French people crippling politicians
The French people's unusual willingness to protest is preventing the political leadership from tackling reforms, the conservative daily La Vanguardia contends in view of the mass protests and strikes in France:
“French society has preserved an extraordinary potential to mobilise which has disappeared or become invisible in other major European states. In hardly any other country is the public so understanding when it comes to strikes. … This French particularity has grown stronger over the years. There is a fundamental discontent which explains all the votes going to the Front National. But as soon as any government tries to change fundamental aspects of a law that is blocking the reduction of unemployment, French society cries out and in the end everything is left as it was.”
France not that reluctant to reform
The government in Paris can still save the reform despite the harsh criticism, the liberal daily Le Temps believes:
“Certainly, the fear of precarious jobs explains the success of the online petition seeking to oppose the controversial law. ... And yes, massive layoffs are feared in the case of deregulation, above all because French firms have lost their competitive edge. But on the eve of Hollande's fifth year in office we must be careful not to believe that things are written in stone. If real compensation is offered in exchange for increased flexibility, public opinion could yet be swayed. The most intransigent unions are no longer as strong as they once were. The rebellion of one section of the Socialist Party can be circumvented. In this stiff and rusty France, the situation may be more conducive to reforms than its seems.”
Follow the example of neighbouring countries
France should forget its fears about easing the labour market and emulate the successful models of other European countries, the centre-left daily Libération believes:
“Why have all the countries of Europe - both social democratic and conservative - reformed their labour markets? Is this a widespread betrayal? Or collective blindness? Or is it an attempt to find new solutions to pressing problems even if it means making concessions? And why are the countries where the workforce is best protected also those with the highest unemployment rates? Just a coincidence? In fact most studies say that a flexible labour market favours a general drop in unemployment, even if it's only to a limited extent. The first successes chalked up here by the Renzi government are eloquent. That, and not simplistic slogans, is what should be occupying our thoughts.”

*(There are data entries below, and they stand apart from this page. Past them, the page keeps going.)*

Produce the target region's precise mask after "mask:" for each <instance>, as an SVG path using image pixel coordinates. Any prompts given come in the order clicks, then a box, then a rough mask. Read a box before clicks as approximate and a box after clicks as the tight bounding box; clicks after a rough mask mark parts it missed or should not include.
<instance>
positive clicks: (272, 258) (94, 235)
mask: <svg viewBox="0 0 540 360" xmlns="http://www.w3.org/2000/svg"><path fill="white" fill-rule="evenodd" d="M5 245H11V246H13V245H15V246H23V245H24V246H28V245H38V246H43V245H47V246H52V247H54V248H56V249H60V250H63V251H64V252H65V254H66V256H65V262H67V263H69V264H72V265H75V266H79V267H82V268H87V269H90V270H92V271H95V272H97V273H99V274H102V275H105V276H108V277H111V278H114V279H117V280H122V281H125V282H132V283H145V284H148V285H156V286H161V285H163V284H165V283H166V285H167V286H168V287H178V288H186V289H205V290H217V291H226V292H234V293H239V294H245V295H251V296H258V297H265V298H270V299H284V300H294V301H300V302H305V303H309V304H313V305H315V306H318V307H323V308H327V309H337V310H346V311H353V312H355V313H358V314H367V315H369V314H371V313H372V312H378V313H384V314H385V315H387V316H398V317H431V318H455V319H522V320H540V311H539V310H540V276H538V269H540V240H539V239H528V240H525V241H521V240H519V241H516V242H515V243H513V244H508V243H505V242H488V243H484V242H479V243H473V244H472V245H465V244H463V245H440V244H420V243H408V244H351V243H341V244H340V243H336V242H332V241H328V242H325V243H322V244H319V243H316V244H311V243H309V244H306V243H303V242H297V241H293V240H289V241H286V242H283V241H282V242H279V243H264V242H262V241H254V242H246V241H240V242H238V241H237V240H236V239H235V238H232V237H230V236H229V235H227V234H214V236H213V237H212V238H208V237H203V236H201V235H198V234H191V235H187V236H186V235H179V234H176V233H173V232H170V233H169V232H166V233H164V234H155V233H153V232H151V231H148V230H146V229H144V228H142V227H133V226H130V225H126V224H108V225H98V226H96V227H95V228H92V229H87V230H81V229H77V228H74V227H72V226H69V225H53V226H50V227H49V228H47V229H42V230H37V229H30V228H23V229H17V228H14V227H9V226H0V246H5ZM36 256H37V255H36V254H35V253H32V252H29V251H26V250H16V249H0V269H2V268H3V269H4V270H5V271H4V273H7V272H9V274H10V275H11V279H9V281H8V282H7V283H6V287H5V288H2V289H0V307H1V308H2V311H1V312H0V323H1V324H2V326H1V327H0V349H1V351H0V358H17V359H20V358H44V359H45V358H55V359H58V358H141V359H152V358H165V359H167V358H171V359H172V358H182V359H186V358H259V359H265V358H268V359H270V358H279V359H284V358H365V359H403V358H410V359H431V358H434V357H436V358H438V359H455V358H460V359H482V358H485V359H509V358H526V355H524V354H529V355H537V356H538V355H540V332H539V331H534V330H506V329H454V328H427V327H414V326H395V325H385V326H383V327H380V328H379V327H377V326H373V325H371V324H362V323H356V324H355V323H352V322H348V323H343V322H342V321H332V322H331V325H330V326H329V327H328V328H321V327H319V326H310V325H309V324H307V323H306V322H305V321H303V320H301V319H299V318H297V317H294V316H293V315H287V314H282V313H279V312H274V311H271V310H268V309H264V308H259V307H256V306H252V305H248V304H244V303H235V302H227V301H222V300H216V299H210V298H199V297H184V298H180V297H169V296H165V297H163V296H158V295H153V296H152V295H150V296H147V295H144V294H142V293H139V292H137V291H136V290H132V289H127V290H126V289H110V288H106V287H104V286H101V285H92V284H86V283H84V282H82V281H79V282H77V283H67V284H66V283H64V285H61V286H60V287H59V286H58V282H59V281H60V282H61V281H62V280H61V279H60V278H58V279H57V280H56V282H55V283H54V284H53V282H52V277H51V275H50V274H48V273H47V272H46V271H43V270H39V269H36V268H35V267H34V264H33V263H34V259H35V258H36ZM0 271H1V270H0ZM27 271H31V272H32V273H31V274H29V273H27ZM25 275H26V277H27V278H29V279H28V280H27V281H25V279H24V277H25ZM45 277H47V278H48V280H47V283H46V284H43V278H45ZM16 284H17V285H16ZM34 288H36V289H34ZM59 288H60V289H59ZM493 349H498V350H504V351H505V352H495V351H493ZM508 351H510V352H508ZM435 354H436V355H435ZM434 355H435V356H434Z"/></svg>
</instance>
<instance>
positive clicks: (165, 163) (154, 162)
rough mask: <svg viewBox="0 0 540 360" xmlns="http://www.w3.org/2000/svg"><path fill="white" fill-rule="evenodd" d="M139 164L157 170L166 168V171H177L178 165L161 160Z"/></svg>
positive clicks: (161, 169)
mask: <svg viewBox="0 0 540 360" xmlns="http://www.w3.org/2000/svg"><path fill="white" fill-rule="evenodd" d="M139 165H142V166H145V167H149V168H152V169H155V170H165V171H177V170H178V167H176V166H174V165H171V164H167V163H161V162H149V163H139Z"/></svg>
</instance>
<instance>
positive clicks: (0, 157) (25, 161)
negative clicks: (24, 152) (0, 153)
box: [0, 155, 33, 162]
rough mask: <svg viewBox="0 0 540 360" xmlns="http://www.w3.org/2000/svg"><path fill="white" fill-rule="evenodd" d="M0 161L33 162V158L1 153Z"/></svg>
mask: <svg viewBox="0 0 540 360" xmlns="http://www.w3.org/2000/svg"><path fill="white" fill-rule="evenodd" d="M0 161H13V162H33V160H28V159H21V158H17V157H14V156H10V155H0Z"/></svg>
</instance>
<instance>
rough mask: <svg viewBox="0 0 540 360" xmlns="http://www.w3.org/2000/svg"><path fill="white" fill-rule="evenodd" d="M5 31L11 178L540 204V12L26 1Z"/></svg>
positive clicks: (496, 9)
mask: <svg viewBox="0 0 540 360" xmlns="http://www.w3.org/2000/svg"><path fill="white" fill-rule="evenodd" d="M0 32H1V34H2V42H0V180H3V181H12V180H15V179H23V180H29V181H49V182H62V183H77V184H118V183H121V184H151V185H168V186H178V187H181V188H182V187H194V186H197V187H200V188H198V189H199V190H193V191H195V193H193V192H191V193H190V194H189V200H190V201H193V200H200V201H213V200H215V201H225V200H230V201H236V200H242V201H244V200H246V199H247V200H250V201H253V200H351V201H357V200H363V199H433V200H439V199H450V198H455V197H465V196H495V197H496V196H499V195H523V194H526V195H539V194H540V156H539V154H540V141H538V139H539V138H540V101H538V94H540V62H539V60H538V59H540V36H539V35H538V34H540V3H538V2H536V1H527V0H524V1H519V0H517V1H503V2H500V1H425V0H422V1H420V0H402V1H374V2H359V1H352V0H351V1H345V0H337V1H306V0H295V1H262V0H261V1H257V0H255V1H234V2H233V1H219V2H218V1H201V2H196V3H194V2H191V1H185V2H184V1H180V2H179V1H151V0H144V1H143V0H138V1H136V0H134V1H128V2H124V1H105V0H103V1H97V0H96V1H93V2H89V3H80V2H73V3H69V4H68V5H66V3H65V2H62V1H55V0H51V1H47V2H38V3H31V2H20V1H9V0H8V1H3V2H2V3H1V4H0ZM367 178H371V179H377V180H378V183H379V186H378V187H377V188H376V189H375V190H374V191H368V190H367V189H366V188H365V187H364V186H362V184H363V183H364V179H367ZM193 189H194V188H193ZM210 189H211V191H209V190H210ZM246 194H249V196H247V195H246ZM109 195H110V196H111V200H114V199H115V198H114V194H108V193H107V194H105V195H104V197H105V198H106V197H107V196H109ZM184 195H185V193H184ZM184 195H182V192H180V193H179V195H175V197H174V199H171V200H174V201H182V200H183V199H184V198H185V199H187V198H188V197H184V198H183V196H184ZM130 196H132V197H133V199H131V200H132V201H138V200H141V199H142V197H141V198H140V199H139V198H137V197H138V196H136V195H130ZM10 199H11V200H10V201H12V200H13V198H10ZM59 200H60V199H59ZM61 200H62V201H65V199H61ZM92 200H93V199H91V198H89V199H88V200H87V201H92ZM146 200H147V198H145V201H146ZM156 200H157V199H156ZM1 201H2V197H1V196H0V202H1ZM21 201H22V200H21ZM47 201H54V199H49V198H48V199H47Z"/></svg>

Don't give in to trade unions
French Prime Minister Manuel Valls must not make too many concessions when negotiating with opponents of his reform, the liberal business paper L'Opinion urges:
“Working time accounts, the right to periods offline, additional union holidays. These could be called concessions, but as always they will put an additional burden on companies. Including, that is, those that are now healthy but which will suffer new constraints on a daily basis so that simplified procedures can be used in times of crisis. What a paradox! It will be difficult to gain ground in the trench war over the proposals put forward by opponents of Labour Minister El Khomri's law. But in making too many concessions in order to save his reform, the prime minister risks bringing about the opposite of what his law seeks to achieve. Manuel Valls must stand firm. Or postpone the discussion of his law.”